Monday, September 28, 2009

Economic recovery will take time

From the 28 September 2009 Greater Niagara Newspapers

By Bob Confer

Virtually the same cast of characters who missed the boat with their assessments of the economy prior to the meltdown of September 2008 is now guilty of issuing a lie just as damaging: Their belief that the recession is over and recovery is well on its way. The power brokers in Washington and Wall Street and the economists in academia and government cannot be trusted in this assessment for they either willingly chose to not believe in or were oblivious to the recession when it actually began in 2007. They were not in the position to properly assess the economy last year, so, obviously, one cannot believe what they have to say now.

There is nothing that indicates a speedy recovery is on the horizon. Earlier this year, President Obama’s advisers predicted that unemployment would top out at 9 percent. We’ve already gone beyond that (9.7 percent at last report) and plant closures and downsizings across multiple industries persist. It’s not a stretch to say that unemployment during and following this recession will peak at 14 percent. Even the President and crew have changed their tune to say it will hit “somewhere” in the double digits early next year. Nebulous comments like that speak volumes about the unknown into which we are venturing.

As that withering continues on the employment rolls the economy will continue to retract. With less consumers available, and those who do remain becoming even more conservative with their discretionary income (not knowing if it may exist in the coming months), the hope for a recovery is delayed. Who can the entrepreneurial machine sell to if the marketplace it knew just 3 years ago is more than 10% smaller by participants and over 35% smaller by purchasing desire?

Compounding this mess is the fact that it’s easier for an economy to shed jobs than it is to replenish them. In 2006 unemployment was near what some call a “full employment” level of 4 percent. To get back to that and add more than 10 million jobs will take years, maybe even two decades. Recent history shows that it took seven years starting in the mid-1990s to go from just over 6.7 percent unemployment to around 4.2 percent in 2001. That 2.5 percentage-point recovery is minute in comparison to the 10 percentage-point hole that our economy must overcome when this recession begins its recovery.
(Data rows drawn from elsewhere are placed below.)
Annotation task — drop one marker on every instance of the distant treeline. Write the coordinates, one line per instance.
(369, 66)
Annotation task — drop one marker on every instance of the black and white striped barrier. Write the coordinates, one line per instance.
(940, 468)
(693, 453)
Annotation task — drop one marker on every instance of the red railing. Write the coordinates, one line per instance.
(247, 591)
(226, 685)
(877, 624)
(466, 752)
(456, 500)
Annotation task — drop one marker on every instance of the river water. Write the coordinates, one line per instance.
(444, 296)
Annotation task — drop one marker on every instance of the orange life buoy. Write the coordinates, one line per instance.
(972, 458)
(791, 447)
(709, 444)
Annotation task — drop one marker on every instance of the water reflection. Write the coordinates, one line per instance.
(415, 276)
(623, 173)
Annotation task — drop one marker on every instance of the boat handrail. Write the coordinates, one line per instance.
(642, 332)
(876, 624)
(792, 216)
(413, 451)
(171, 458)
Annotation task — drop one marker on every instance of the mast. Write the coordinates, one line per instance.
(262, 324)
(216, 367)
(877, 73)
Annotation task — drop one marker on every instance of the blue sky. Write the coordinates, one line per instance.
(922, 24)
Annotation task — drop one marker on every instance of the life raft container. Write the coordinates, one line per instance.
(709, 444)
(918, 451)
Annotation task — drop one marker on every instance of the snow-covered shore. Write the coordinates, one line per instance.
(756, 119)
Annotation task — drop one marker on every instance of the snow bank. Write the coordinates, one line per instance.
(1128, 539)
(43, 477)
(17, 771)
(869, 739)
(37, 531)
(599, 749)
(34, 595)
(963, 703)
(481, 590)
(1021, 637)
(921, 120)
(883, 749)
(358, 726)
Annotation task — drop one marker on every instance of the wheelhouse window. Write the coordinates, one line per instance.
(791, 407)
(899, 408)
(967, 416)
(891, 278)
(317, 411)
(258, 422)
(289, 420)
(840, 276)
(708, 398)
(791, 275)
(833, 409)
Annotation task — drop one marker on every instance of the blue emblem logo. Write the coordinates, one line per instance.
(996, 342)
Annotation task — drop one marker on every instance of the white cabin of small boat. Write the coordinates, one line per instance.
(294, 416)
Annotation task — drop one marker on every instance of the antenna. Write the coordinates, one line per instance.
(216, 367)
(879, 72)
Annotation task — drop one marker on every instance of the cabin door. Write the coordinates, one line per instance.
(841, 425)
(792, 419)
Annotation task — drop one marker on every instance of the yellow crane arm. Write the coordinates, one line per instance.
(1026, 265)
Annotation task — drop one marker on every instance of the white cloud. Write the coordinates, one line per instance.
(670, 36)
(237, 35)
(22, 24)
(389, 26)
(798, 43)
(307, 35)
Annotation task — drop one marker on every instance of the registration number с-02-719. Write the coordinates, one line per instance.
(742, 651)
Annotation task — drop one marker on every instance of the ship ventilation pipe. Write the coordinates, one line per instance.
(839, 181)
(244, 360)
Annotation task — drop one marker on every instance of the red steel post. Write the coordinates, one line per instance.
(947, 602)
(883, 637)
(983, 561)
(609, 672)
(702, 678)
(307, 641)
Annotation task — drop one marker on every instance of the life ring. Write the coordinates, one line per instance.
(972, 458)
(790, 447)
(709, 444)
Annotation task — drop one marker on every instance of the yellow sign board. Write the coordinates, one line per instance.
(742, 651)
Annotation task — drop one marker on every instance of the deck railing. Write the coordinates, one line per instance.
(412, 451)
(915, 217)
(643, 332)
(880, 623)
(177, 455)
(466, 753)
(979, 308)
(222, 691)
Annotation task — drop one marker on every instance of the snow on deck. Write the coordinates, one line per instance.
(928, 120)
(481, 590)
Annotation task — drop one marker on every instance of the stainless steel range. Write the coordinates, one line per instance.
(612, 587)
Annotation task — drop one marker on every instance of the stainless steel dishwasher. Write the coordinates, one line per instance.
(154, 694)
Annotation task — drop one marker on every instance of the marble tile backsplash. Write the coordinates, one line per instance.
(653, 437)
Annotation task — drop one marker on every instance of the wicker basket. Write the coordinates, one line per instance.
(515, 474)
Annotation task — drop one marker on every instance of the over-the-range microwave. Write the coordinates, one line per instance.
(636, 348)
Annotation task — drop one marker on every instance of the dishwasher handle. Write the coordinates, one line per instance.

And, this time around, things are different. As a general rule, factories and retail establishments were not permanently shuttered in the 1990 and 2001 recessions; jobs were cast aside temporarily and business went on almost as usual. But, in just the past two years alone, hundreds of thousands of businesses have closed for good, their assets, investments, and customer base gone. That said, to reclaim the jobs lost by this recession, businesses – and therefore jobs - will have to be created from scratch. In order such virgin growth to occur, a healthy economy – one that promotes the free-market - is a must.

Stifling that free market and slowing the development and redevelopment of jobs is the very thing that created the recession, the ongoing and unprecedented expansion of our government. It was the altruism of our government that forced lenders against their will to provide loans and mortgages to the unqualified who in the end proved unable to pay their debts, leaving every lender and ultimately every American on the hook. To correct the monster it created, the federal government has spent trillions on bailouts and oversight, creating a national debt that now totals $11.8 trillion and is expected to reach $21 trillion by 2019. To satisfy that debt, the government will have to greatly tax those who have jobs or create money out of thin air, sending the American dollar on a path towards worthlessness.

Unfortunately, too many people in the ranks of the unemployed or the underemployed are oblivious to this and are getting their hopes up based on false promises being delivered by the charlatans who oversee or analyze our nation. President Obama, the Federal Reserve, and economists everywhere would have them believe that their job woes will be over soon, that sometime in the very near future they will once again be collecting a paycheck and supporting their families. Sadly, the truth does not match such a dream. Rather, it is a living nightmare, and like most nightmares, this one started peacefully and has become something which one cannot escape until the sleeper has awakened. And this sleeping giant – our economy – has a long way to go before it does.